Input and Output Channels

See PipeOpTaskPreproc.

State

In addition to state elements from PipeOpTaskPreprocSimple, the state also contains the $param_vals that were set during training.

Parameters

In addition to the parameters inherited from PipeOpTaskPreproc as well as those specified during construction as the argument param_set there are the following parameters:

  • stages :: character(1)
    The stages during which to apply the preprocessing. Can be one of "train", "predict" or "both". The initial value of this parameter is set to "train" when the PipeOp's id starts with "augment_" and to "both" otherwise. Note that the preprocessing that is applied during $predict() uses the parameters that were set during $train() and not those that are set when performing the prediction.

Internals

During $train() / $predict(), a PipeOpModule with one input and one output channel is created. The pipeop applies the function fn to the input tensor while additionally passing the parameter values (minus stages and affect_columns) to fn. The preprocessing graph of the lazy tensor columns is shallowly cloned and the PipeOpModule is added. This is done to avoid modifying user input and means that identical PipeOpModules can be part of different preprocessing graphs. This is only possible, because the created PipeOpModule is stateless.

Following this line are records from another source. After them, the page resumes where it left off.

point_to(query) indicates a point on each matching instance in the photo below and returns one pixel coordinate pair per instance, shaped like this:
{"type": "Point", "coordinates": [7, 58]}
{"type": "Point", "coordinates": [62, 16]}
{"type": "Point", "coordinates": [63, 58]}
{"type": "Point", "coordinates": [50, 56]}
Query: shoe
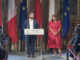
{"type": "Point", "coordinates": [33, 56]}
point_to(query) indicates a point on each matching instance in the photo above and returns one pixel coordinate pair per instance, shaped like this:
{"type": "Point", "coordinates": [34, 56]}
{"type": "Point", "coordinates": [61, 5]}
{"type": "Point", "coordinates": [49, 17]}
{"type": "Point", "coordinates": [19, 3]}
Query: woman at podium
{"type": "Point", "coordinates": [54, 36]}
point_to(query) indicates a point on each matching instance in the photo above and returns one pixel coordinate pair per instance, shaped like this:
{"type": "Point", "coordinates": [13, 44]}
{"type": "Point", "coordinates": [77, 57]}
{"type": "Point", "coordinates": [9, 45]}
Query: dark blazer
{"type": "Point", "coordinates": [35, 24]}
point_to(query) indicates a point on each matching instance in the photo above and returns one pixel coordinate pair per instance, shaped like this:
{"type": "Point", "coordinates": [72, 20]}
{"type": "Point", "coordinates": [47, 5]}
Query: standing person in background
{"type": "Point", "coordinates": [31, 23]}
{"type": "Point", "coordinates": [54, 37]}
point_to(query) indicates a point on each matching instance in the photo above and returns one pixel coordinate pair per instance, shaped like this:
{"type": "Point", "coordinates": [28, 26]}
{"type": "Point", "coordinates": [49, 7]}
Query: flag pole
{"type": "Point", "coordinates": [67, 48]}
{"type": "Point", "coordinates": [2, 4]}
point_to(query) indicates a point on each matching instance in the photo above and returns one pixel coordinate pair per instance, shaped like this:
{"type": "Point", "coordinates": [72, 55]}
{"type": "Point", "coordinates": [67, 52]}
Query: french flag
{"type": "Point", "coordinates": [12, 23]}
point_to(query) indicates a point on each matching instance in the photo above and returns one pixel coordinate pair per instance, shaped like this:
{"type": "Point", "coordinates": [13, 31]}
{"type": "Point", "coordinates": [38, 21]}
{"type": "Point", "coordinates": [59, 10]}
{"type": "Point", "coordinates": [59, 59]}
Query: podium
{"type": "Point", "coordinates": [34, 32]}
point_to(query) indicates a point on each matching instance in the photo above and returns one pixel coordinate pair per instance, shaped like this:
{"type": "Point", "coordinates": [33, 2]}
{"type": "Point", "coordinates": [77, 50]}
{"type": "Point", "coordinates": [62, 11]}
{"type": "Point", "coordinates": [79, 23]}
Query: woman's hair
{"type": "Point", "coordinates": [54, 15]}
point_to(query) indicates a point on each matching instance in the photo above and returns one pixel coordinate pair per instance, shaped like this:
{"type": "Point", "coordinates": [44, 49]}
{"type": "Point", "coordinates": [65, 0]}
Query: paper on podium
{"type": "Point", "coordinates": [33, 31]}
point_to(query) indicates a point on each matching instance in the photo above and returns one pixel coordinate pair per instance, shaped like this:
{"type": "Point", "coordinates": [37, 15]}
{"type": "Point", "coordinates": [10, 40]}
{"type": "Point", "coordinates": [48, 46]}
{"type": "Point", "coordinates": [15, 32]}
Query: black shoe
{"type": "Point", "coordinates": [33, 56]}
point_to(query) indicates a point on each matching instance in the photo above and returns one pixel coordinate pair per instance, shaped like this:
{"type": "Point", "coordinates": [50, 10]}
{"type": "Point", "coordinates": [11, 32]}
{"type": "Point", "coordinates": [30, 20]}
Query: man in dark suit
{"type": "Point", "coordinates": [31, 23]}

At a later point in the graph, preprocessing graphs will be merged if possible to avoid unnecessary computation. This is best illustrated by example: One lazy tensor column's preprocessing graph is A -> B. Then, two branches are created B -> C and B -> D, creating two preprocessing graphs A -> B -> C and A -> B -> D. When loading the data, we want to run the preprocessing only once, i.e. we don't want to run the A -> B part twice. For this reason, task_dataset() will try to merge graphs and cache results from graphs. However, only graphs using the same dataset can currently be merged.

Also, the shapes created during $train() and $predict() might differ. To avoid the creation of graphs where the predict shapes are incompatible with the train shapes, the hypothetical predict shapes are already calculated during $train() (this is why the parameters that are set during train are also used during predict) and the PipeOpTorchModel will check the train and predict shapes for compatibility before starting the training.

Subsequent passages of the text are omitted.